According to Wikipedia there are twice as many orchid species as there are bird species – and four times the number of mammal species. Let us break it down a bit. The largest family member is the Bulbophyllum, with 2,000 types, followed by the Epidendrum (1,500 types), the Dendrobium (1,400 types) and the Pleurothallis (1,000). The gal is happy just with her single orchid plant standing proudly on her dining table back home, and she loves nothing more than, say, one orchid on a terrace table at one of Asia’s top luxury hotels, The Peninsula Bangkok.
This hotel is full of flowers – and greenery, in fact. Walk to the pool and you go past the chef’s herb garden, with all the bushes carefully labeled. There is also a dining table there, ready for up to four herb-to-table food enthusiasts to eat in the middle of it all. There will shortly be another chef’s table, in the Chinese restaurant, Mei Jiang. We actually dined in the lobby, great idea, very relaxing. We were shielded from the grand pianist by a six-foot display, of orchids, of course. It was amazing to get a tomato salad, followed by a bit of salmon on spinach, without any flower decoration, though we did have a vase of orchids on the table (this is the kind of attention-to-detail place that replaced the bread basket as soon as a single home-made grissini had been taken).
The spa here, with ESPA products, is a gorgeous three-floor teak house, 51 steps from the ground floor to the top floor – OK, you can use the lift but you miss going past walls of tiny old black Shanghai bricks, and you miss intermittent displays of giant lotus flowers with bamboo shoots almost growing out of them. My treatment room had an inset bamboo panel in the ceiling, marvellous to look up at when lying on one’s back. It also had a Thai carving at the far end of a raised pavilion with two floor-set Thai massage beds (there were also two massage beds on legs, designed, I think, by the former singer Clodagh, who now seems to have gone into design in a big way).
My treatment was m-a-r-vellous and afterwards I could have relaxed in the hydra bath for ever.
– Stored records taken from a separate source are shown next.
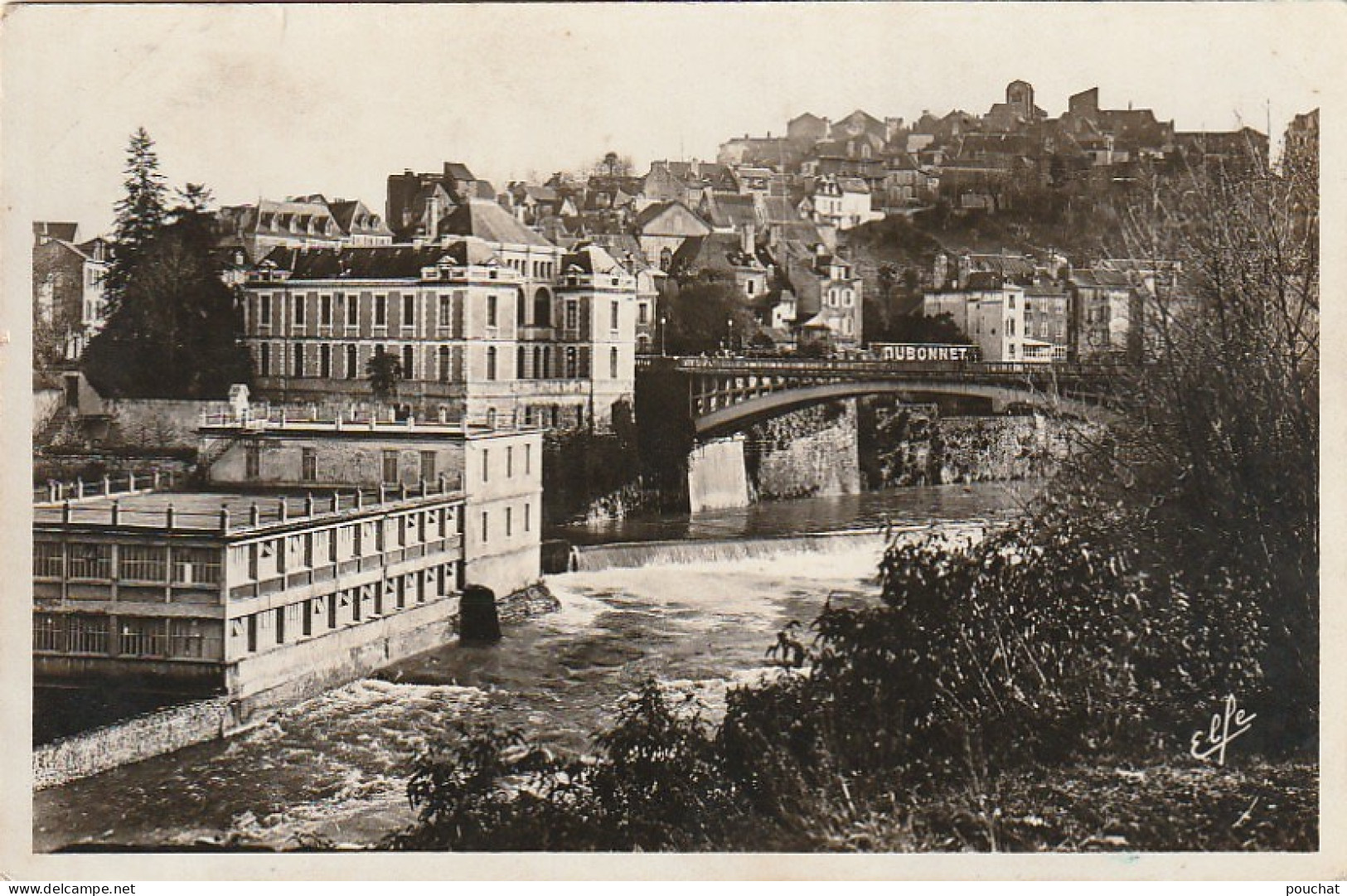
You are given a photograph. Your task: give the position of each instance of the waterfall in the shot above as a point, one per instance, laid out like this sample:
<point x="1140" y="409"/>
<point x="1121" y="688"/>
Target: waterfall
<point x="715" y="476"/>
<point x="690" y="551"/>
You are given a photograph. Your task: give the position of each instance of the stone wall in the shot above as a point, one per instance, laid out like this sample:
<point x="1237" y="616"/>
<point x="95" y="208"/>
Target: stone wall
<point x="155" y="422"/>
<point x="976" y="449"/>
<point x="177" y="726"/>
<point x="131" y="741"/>
<point x="806" y="453"/>
<point x="915" y="445"/>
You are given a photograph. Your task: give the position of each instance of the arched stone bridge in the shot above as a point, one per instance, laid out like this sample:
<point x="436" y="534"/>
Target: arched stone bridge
<point x="726" y="394"/>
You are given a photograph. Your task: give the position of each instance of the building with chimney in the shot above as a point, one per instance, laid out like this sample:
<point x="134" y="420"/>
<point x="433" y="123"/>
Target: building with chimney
<point x="68" y="302"/>
<point x="322" y="551"/>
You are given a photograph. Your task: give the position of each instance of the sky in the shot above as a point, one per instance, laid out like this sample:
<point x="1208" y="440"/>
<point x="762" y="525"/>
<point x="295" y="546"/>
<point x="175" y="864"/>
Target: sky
<point x="283" y="100"/>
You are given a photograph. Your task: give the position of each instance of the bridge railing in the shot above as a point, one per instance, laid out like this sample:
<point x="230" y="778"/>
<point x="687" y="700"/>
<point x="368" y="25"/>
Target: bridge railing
<point x="961" y="370"/>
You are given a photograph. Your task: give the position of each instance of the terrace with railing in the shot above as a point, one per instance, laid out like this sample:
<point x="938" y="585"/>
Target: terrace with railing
<point x="230" y="514"/>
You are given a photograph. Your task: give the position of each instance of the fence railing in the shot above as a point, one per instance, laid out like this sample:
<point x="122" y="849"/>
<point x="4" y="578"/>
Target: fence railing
<point x="56" y="492"/>
<point x="294" y="419"/>
<point x="237" y="515"/>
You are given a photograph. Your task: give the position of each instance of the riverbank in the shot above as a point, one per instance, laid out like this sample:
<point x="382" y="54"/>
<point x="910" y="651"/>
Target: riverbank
<point x="334" y="767"/>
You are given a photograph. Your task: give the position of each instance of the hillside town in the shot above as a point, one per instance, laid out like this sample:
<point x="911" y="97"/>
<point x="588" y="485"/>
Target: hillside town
<point x="308" y="434"/>
<point x="534" y="299"/>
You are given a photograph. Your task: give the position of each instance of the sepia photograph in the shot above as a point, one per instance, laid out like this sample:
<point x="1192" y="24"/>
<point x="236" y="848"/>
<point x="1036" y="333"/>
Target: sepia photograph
<point x="883" y="430"/>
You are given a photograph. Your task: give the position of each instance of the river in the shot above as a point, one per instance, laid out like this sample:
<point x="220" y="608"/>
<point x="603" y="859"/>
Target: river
<point x="334" y="766"/>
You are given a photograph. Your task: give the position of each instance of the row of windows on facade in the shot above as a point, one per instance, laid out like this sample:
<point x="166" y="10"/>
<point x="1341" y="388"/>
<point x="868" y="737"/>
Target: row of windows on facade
<point x="445" y="363"/>
<point x="201" y="639"/>
<point x="189" y="566"/>
<point x="127" y="637"/>
<point x="450" y="310"/>
<point x="535" y="269"/>
<point x="348" y="607"/>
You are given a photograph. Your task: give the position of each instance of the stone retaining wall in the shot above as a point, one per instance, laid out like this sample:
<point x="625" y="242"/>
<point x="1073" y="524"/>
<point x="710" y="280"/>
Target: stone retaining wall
<point x="129" y="741"/>
<point x="172" y="728"/>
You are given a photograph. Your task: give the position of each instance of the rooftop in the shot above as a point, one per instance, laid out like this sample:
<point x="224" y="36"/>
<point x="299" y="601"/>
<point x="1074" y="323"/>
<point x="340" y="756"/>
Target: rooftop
<point x="226" y="512"/>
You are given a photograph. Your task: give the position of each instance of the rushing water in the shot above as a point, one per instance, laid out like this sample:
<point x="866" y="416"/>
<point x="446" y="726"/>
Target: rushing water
<point x="336" y="766"/>
<point x="868" y="510"/>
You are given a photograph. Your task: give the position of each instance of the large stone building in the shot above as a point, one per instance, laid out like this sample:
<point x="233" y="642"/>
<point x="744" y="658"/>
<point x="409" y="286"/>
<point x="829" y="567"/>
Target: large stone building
<point x="993" y="316"/>
<point x="481" y="333"/>
<point x="323" y="551"/>
<point x="68" y="303"/>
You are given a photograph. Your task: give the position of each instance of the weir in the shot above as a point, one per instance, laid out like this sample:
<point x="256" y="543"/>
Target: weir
<point x="635" y="554"/>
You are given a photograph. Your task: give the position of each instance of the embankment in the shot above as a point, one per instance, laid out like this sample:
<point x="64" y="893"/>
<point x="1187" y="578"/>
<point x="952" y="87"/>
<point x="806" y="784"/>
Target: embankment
<point x="172" y="728"/>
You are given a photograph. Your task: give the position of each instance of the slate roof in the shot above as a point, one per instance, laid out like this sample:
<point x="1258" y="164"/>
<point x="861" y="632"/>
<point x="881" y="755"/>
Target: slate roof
<point x="589" y="258"/>
<point x="353" y="216"/>
<point x="1101" y="278"/>
<point x="458" y="172"/>
<point x="488" y="221"/>
<point x="375" y="263"/>
<point x="66" y="230"/>
<point x="652" y="212"/>
<point x="732" y="211"/>
<point x="711" y="252"/>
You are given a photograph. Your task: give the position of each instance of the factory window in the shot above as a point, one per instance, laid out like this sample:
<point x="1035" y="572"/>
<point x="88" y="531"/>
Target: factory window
<point x="47" y="559"/>
<point x="86" y="633"/>
<point x="187" y="637"/>
<point x="90" y="561"/>
<point x="143" y="564"/>
<point x="139" y="637"/>
<point x="47" y="632"/>
<point x="196" y="566"/>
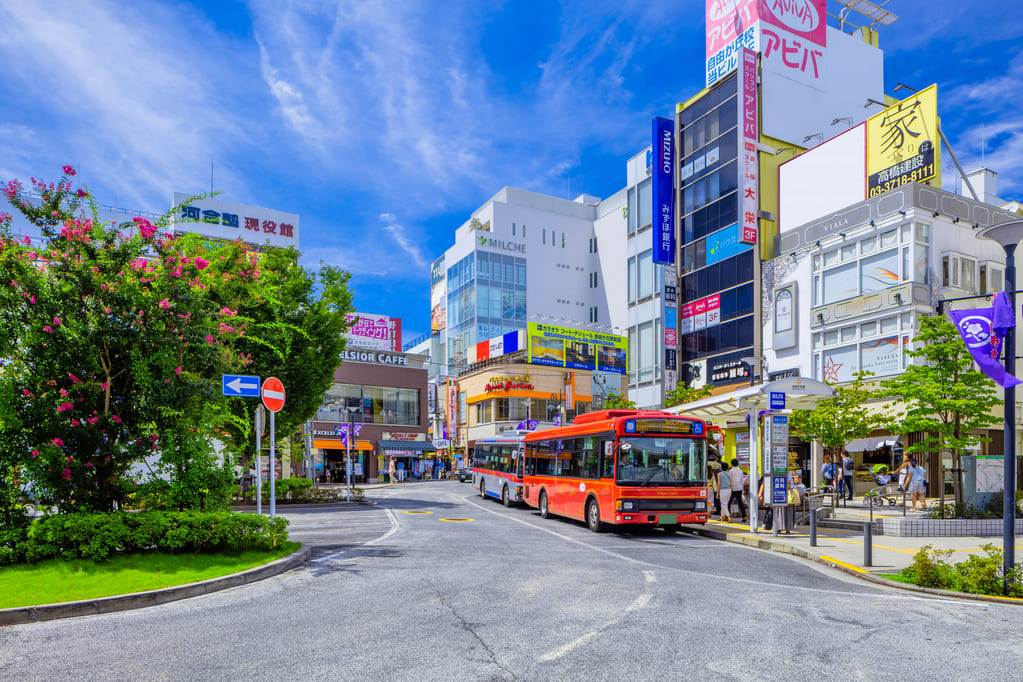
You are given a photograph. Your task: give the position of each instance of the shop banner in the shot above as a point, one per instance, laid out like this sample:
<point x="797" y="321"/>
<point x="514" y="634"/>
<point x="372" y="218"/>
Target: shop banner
<point x="982" y="331"/>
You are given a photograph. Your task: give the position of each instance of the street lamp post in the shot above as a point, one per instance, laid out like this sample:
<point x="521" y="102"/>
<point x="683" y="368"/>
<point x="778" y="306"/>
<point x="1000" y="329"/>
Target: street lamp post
<point x="1009" y="235"/>
<point x="348" y="456"/>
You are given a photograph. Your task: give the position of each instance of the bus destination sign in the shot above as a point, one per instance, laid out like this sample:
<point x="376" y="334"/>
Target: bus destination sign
<point x="663" y="426"/>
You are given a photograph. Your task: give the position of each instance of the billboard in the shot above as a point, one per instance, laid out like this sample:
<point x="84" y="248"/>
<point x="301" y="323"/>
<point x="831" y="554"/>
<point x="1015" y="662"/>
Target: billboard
<point x="748" y="184"/>
<point x="576" y="349"/>
<point x="372" y="331"/>
<point x="902" y="143"/>
<point x="438" y="297"/>
<point x="663" y="190"/>
<point x="226" y="220"/>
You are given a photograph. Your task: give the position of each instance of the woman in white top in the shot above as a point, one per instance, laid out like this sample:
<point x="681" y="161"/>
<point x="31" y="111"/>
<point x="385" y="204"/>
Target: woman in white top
<point x="724" y="492"/>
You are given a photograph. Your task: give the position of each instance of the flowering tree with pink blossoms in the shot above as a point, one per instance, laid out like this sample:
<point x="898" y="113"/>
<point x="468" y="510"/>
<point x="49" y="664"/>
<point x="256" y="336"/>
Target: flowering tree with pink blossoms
<point x="114" y="349"/>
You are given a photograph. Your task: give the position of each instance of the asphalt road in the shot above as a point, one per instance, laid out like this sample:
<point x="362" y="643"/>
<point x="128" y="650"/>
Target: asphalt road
<point x="433" y="583"/>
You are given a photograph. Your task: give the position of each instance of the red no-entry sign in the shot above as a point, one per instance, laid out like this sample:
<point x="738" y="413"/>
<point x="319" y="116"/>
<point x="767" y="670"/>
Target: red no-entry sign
<point x="273" y="394"/>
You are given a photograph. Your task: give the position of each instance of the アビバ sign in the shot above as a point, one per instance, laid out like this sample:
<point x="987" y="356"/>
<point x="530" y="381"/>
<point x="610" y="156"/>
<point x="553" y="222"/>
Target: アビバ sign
<point x="273" y="394"/>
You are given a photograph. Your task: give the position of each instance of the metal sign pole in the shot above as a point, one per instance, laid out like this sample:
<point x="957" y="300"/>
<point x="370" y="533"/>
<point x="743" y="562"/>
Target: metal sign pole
<point x="273" y="501"/>
<point x="259" y="462"/>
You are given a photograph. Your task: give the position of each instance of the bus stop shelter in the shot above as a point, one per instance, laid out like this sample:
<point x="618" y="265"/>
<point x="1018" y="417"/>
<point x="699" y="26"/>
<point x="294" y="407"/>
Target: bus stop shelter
<point x="800" y="394"/>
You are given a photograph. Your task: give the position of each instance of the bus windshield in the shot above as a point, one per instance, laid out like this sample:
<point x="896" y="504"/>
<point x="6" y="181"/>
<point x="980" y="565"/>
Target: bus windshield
<point x="661" y="460"/>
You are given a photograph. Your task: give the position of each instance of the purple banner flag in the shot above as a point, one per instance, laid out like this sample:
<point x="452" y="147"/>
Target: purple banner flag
<point x="983" y="331"/>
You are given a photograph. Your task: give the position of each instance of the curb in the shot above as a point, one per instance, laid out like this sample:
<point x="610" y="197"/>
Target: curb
<point x="784" y="548"/>
<point x="20" y="615"/>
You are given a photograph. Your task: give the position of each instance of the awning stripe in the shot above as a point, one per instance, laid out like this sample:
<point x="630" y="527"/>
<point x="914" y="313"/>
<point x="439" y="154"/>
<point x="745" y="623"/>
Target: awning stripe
<point x="414" y="446"/>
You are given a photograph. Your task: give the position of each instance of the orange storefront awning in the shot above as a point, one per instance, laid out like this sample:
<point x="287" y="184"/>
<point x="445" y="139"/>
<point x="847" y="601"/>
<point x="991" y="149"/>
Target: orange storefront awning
<point x="324" y="444"/>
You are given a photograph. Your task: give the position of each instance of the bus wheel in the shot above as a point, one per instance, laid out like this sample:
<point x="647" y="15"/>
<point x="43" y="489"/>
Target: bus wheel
<point x="544" y="510"/>
<point x="593" y="516"/>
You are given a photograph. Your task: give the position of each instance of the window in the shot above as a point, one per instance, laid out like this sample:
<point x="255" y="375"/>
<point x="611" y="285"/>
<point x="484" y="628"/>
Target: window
<point x="645" y="286"/>
<point x="958" y="271"/>
<point x="646" y="200"/>
<point x="990" y="279"/>
<point x="631" y="274"/>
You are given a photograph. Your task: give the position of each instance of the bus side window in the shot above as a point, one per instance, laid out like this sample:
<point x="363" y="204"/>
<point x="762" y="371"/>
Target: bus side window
<point x="607" y="460"/>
But there were more flowers to look at. Walking back from the spa to the hotel I passed the end of a klong completely covered in living greenery, with some purple flowers on the walkway balustrade. I could see through to the three pools, end to end, that are, with the spa and the golf, big attractions to Japanese travellers. Yes, the owners here also own Thai Country Club, 40 minutes’ drive away, and you can play its 18 Denis Griffith’s holes – save the drive time by helicoptering there, right from the 37-floor hotel’s rooftop.
All this action had also included a jolly good work out in the gym (watched T. Blair kowtowing at Shimon Peres’ 90th birthday party, while fellow guest B. Clinton held himself with dignified poise and Barbara Streisand yelled a few songs).
To save time, I decided on a treat that most busy travellers enjoy from time to time, lunch by myself, room service. I ordered up a Peninsula salad, with artichoke hearts and pine nuts. Hold the dressing, send up some of your design Castillo de Canena first-press extra virgin olive oil, from Spain, and, while you are about it, may I have a bowl of fries, no salt? In fact they also sent up iced water, with a cap on top to prevent spills, and a vase of flowers, orchids of course.
The chef, Mike Wehle from Munich, is on duty this weekend and he was there to see me off. Yes, we could have posed by the hotel’s lovely tuk-tuk – they have a range of transport, not only their twin-engined helicopters, and the ferry boats taking you five minutes across to the hotel’s salon on the river’s east bank, and the tuk-tuk, and BMW limos.